Африканский берег поднимался Атласским хребтом в каких-нибудь 3–4 километрах от пути «Св. Анны». Четыре дня шли горные цепи на юге. Скалистый пустынный берег был дик и однообразен. Днем жгло горячее солнце, ночи были украшены влажными звездами, и прохлада позволяла отдыхать от томительной духоты.
Люди дремали на палубе под тентом в испарениях от зноя. Кочегары то и дело выбирались на палубу из «ада». По черным, закопченным лицам текли тонкие струйки пота, слипшиеся волосы падали на лоб, глаза были воспалены. Кочегары глотали воду, кружка за кружкой, из стоявшего у спардека бака и, обтирая грязной тряпкой мокрые лбы, опять гремели сапожищами по железному трапу, который вел вниз, в «преисподнюю».
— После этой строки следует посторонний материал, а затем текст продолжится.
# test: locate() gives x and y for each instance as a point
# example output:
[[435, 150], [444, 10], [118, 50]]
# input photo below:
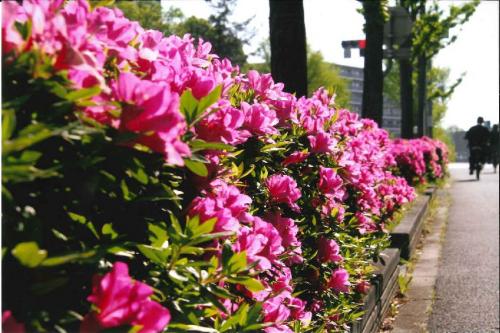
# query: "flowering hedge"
[[150, 186], [421, 160]]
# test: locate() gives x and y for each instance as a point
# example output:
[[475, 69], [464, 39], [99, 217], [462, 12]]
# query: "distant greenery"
[[227, 37], [319, 74]]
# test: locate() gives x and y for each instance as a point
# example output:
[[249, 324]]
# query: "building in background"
[[461, 149], [391, 118]]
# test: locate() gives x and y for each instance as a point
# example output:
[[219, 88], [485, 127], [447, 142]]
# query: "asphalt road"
[[467, 288]]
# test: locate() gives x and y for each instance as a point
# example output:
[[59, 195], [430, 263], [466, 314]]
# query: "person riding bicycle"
[[494, 147], [478, 138]]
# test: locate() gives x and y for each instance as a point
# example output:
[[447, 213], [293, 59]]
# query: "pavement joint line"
[[414, 314]]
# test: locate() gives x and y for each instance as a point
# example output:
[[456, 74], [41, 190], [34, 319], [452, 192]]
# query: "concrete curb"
[[381, 293], [406, 234], [404, 239], [414, 315]]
Зато ночами палуба оживала. Уже не под тентом, а под открытым шатром неба, лицами кверху, с открытой грудью лежали матросы и кочегары, и здесь велись бесконечные беседы. В центре всегда был Гринблат. Он стал за эти дни любимцем команды. Умный, вдумчивый, вежливый, но вместе с тем и твердый, упорный в своей вере в революцию, он умел разговаривать с матросами, как свой человек. У него были обширные познания в области гуманитарных наук, он прекрасно знал историю и в особенности историю классовой борьбы. Его голова была набита разнообразными сведениями, справками, цифрами, цитатами, даже стихами, и он так живо, так горячо комбинировал в своих рассказах эти познания, умел таким понятным языком говорить о самых сложных вещах, что матросы готовы были слушать его целыми часами, засыпали вопросами, и авторитет Гринблата рос с каждым часом.
Матросы любили слушать его рассказы об Америке, где провел он юные годы как эмигрант, об английской тюрьме, в которой он сидел в 1918 году за отказ идти на фронт, и в особенности страшную повесть о знаменитой Иоканке. Рассказ о пребывании в Иоканке Гринблату пришлось повторить, вероятно, раз десять. И старые и новые слушатели относились к нему с величайшим вниманием. Легендарная Иоканка была знакома почти всем матросам «Св. Анны». Я сам слышал этот рассказ не менее трех раз и хочу записать его. Он этого стоит.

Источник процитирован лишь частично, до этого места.